Algorithm for checking if a polyhedron is bounded. Given a polyhedron in the form $Ax \leq b$, I need to know a way to determine if the polyhedron is bounded.
I need an algorithm for which given a matrix $A$ and a vector $b$ as input, 
it should output True if the polyhedron thus formed is bounded, otherwise output False.
 A: Linear programming is (in practice, with readily available software) fast.  Take a random unit vector $c$ and maximize and minimize $c \cdot x$ subject to $A x \le b$.  If the polyhedron is nonempty and bounded, both problems will have optimal solutions.
If it is unbounded, then with probability $1$ one or both problems will be unbounded.
A: A naive (but deterministic) algorithm is to check if the support function of the polyhedron is bounded for each of the $2n$ canonical basis directions $\pm e_i$, for $i = 1, \ldots, n$. In the worst case this requires solving $2n$ linear programs.
I'm aware of a better approach that uses Stiemke's theorem of alternatives, which requires just 1 LP:
Proposition 1. If $\ker(A) \neq \{ 0\}$ => $P$ is unbounded.
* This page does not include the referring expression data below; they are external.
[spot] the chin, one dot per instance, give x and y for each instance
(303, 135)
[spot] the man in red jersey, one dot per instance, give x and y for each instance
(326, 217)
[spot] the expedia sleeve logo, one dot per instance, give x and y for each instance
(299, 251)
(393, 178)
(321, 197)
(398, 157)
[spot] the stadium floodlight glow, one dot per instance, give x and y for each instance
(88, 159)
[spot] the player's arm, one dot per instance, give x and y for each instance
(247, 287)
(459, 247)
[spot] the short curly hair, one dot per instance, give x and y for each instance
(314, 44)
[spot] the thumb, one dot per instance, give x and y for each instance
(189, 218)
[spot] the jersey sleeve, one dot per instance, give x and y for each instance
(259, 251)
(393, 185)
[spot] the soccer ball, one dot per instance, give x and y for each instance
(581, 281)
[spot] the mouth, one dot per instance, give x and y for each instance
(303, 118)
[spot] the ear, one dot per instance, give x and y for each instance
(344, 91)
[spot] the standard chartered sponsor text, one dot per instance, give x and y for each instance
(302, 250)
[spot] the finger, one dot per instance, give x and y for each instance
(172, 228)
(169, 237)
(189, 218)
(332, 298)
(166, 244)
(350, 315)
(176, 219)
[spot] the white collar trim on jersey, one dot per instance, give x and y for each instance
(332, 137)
Proposition 2. Assume that $\ker(A) = \{0\}$ and $P$ is non-empty. Then $P$ is bounded if and only if the following linear program admits a feasible solution: $\min \Vert y \Vert_1$ subject to $A^T y = 0$ and $y \geq 1$.

The naive method is available in the Julia library LazySets.jl (which i'm coauthor) and you can use it as isbounded(P) where P is the polyhedron. The second method is waiting to be implemented :) -- see LazySets#1136.
EDIT: the method in question is now available since LazySets release v1.37.4.